The $SPX chart is neutral, with strong support at 880 and strong resistance at 950. There are some who claim that the chart has turned negative with this week’s decline, but that isn’t the way we are viewing it. Rather, the false upside breakout has merely returned $SPX’s classification to “trading range” from “bullish.” However, if 880 is violated on the downside, that will clearly be bearish. Meanwhile, adroit traders can attempt to trade within the range — buy near the lows and sell near the highs.
The equity-only put-call ratios have confirmed their recent sell signals, and the ratios are now moving higher on their charts. These sell signals emanated from quite low levels (i.e., from extreme “overbought” conditions) and thus have quite a bit of room to run if they so desire.
Market breadth has worsened.
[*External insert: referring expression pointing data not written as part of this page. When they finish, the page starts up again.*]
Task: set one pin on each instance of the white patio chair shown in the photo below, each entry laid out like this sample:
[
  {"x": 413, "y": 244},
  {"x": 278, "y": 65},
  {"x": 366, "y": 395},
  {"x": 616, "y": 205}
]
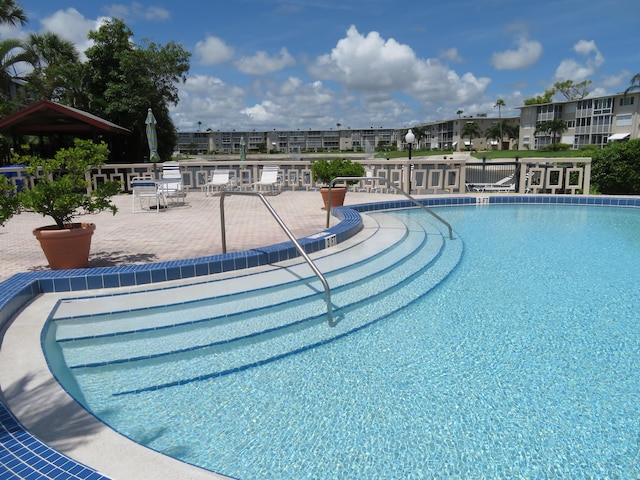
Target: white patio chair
[
  {"x": 220, "y": 179},
  {"x": 146, "y": 191},
  {"x": 268, "y": 178},
  {"x": 171, "y": 183}
]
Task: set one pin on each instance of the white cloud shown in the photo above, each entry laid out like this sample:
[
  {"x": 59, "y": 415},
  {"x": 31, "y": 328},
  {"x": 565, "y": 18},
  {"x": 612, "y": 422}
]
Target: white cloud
[
  {"x": 137, "y": 10},
  {"x": 293, "y": 104},
  {"x": 210, "y": 100},
  {"x": 370, "y": 63},
  {"x": 451, "y": 55},
  {"x": 73, "y": 26},
  {"x": 527, "y": 53},
  {"x": 571, "y": 69},
  {"x": 213, "y": 51},
  {"x": 261, "y": 63}
]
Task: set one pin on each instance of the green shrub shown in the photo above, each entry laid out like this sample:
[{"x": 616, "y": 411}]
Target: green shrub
[
  {"x": 615, "y": 169},
  {"x": 326, "y": 170}
]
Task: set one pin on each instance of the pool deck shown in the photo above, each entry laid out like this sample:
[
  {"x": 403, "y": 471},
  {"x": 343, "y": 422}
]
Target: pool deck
[
  {"x": 185, "y": 231},
  {"x": 181, "y": 232}
]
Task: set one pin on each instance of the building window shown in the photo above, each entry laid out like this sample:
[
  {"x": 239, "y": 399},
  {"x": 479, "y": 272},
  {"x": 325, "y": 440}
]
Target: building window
[
  {"x": 624, "y": 120},
  {"x": 602, "y": 105}
]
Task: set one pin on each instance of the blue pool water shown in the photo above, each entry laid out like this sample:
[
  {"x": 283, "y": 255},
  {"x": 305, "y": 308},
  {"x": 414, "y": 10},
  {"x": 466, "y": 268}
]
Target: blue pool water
[{"x": 523, "y": 363}]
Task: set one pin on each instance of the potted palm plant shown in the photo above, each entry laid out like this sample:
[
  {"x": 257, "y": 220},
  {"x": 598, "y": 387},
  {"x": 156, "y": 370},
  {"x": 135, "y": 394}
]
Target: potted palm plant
[
  {"x": 60, "y": 191},
  {"x": 325, "y": 171}
]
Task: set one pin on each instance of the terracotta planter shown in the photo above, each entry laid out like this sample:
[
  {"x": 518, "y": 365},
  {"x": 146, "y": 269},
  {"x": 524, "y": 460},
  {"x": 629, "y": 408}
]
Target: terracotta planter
[
  {"x": 337, "y": 196},
  {"x": 67, "y": 248}
]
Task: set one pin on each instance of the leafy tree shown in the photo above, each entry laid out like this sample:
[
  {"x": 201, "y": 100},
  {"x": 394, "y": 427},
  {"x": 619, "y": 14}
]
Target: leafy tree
[
  {"x": 573, "y": 91},
  {"x": 635, "y": 84},
  {"x": 553, "y": 128},
  {"x": 11, "y": 13},
  {"x": 12, "y": 53},
  {"x": 616, "y": 168},
  {"x": 53, "y": 59},
  {"x": 541, "y": 99},
  {"x": 124, "y": 79},
  {"x": 500, "y": 103},
  {"x": 471, "y": 130}
]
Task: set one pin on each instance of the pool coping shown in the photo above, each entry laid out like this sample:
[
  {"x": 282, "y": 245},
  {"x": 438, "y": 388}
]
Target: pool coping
[{"x": 19, "y": 447}]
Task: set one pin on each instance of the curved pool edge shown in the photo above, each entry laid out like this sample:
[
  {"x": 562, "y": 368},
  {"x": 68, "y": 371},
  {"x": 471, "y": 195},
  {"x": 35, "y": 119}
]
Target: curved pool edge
[{"x": 19, "y": 290}]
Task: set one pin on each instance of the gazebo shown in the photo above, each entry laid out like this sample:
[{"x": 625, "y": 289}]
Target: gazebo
[{"x": 56, "y": 125}]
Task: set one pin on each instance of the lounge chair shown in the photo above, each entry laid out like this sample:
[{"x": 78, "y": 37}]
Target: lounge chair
[
  {"x": 145, "y": 190},
  {"x": 219, "y": 179},
  {"x": 171, "y": 183},
  {"x": 268, "y": 178}
]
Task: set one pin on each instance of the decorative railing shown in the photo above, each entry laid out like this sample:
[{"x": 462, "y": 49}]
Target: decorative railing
[{"x": 420, "y": 176}]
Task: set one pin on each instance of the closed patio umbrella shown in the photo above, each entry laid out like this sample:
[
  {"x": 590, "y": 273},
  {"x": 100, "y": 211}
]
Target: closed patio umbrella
[{"x": 152, "y": 139}]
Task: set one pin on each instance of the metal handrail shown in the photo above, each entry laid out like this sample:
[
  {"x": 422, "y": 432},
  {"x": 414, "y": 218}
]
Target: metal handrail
[
  {"x": 303, "y": 254},
  {"x": 397, "y": 189}
]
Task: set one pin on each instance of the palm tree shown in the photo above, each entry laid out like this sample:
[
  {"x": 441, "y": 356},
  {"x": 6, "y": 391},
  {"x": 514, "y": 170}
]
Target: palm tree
[
  {"x": 500, "y": 103},
  {"x": 635, "y": 84},
  {"x": 53, "y": 59},
  {"x": 11, "y": 13},
  {"x": 471, "y": 130}
]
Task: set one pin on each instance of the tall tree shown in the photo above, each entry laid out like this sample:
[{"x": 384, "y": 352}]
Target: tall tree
[
  {"x": 553, "y": 128},
  {"x": 500, "y": 103},
  {"x": 471, "y": 130},
  {"x": 54, "y": 58},
  {"x": 11, "y": 13},
  {"x": 12, "y": 55},
  {"x": 573, "y": 91},
  {"x": 635, "y": 84},
  {"x": 124, "y": 80},
  {"x": 541, "y": 99}
]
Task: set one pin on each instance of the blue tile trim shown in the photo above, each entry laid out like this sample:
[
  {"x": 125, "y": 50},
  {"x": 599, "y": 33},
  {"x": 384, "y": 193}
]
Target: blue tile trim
[
  {"x": 18, "y": 290},
  {"x": 24, "y": 456}
]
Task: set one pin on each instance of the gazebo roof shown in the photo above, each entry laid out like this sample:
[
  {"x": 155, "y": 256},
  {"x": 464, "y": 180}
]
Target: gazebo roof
[{"x": 47, "y": 117}]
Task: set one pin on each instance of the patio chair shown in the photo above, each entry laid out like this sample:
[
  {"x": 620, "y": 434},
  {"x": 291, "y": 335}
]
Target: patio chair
[
  {"x": 268, "y": 178},
  {"x": 219, "y": 179},
  {"x": 171, "y": 183},
  {"x": 145, "y": 190}
]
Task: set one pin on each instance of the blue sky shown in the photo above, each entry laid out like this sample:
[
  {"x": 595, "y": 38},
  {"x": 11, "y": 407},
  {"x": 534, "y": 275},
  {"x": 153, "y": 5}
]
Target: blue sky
[{"x": 311, "y": 64}]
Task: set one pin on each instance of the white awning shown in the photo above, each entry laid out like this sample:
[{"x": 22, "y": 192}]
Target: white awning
[{"x": 618, "y": 136}]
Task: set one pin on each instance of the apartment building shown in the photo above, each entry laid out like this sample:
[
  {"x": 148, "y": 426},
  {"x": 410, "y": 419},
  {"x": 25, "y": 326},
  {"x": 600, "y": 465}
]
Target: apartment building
[
  {"x": 449, "y": 134},
  {"x": 590, "y": 121},
  {"x": 286, "y": 141}
]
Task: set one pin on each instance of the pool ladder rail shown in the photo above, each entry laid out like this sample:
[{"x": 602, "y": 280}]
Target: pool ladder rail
[{"x": 314, "y": 268}]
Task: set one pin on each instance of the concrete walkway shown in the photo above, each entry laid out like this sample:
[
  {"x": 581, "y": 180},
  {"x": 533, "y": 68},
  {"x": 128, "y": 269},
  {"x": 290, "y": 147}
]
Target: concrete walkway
[{"x": 184, "y": 231}]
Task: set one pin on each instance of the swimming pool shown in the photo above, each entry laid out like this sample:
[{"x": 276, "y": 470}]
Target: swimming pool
[{"x": 522, "y": 363}]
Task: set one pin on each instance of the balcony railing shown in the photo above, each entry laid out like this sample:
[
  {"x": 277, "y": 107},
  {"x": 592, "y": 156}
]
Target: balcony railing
[{"x": 427, "y": 175}]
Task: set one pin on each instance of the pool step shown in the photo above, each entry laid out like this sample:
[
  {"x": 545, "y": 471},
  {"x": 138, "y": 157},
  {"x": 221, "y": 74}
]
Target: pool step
[{"x": 230, "y": 342}]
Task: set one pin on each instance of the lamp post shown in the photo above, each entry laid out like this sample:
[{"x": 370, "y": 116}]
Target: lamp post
[{"x": 409, "y": 138}]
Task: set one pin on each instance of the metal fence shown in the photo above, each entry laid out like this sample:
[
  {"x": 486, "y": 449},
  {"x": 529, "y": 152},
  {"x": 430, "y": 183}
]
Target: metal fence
[{"x": 419, "y": 176}]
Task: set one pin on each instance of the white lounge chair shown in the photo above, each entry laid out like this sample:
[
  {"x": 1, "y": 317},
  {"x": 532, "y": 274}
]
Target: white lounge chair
[
  {"x": 171, "y": 183},
  {"x": 268, "y": 178},
  {"x": 219, "y": 179},
  {"x": 146, "y": 191}
]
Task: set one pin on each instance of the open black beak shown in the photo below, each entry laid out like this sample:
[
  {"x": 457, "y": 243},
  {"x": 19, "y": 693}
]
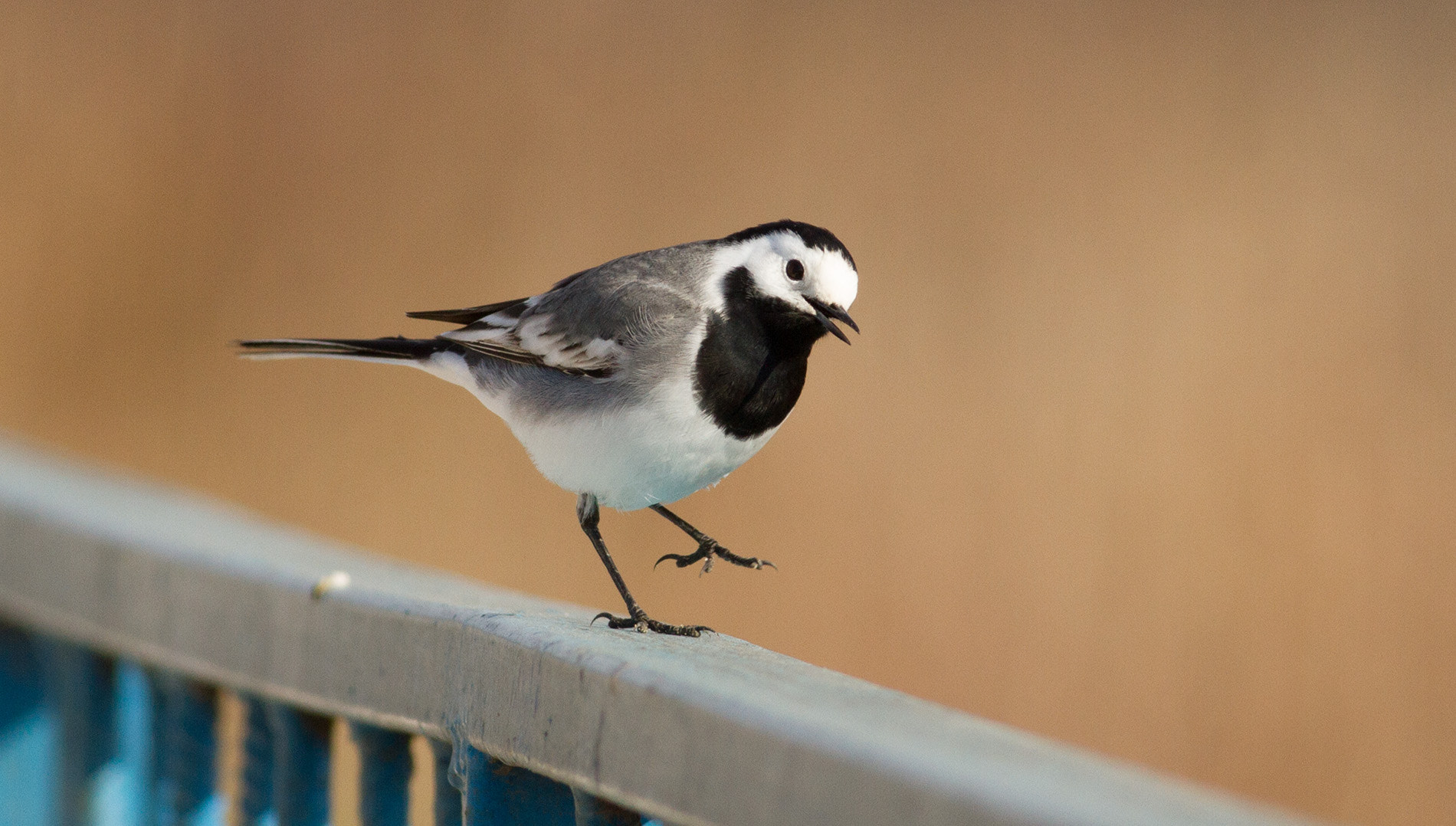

The heavily overbought conditions that existed in the breadth indicators after an unprecedented amount of time in overbought status (almost 2-1/2 months) have been alleviated. But these breadth indicators have now generated sell signals.
Volatility indices have also generated sell signals in that they have risen above their 20-day moving averages and have also broken through downtrend lines on their charts. Those are both bearish developments.
In summary, the indicators are painting a more dire picture than is the chart of $SPX itself, and we always place a great deal of importance on prices because they are the final arbiter. In either case, bullish positions are no longer warranted.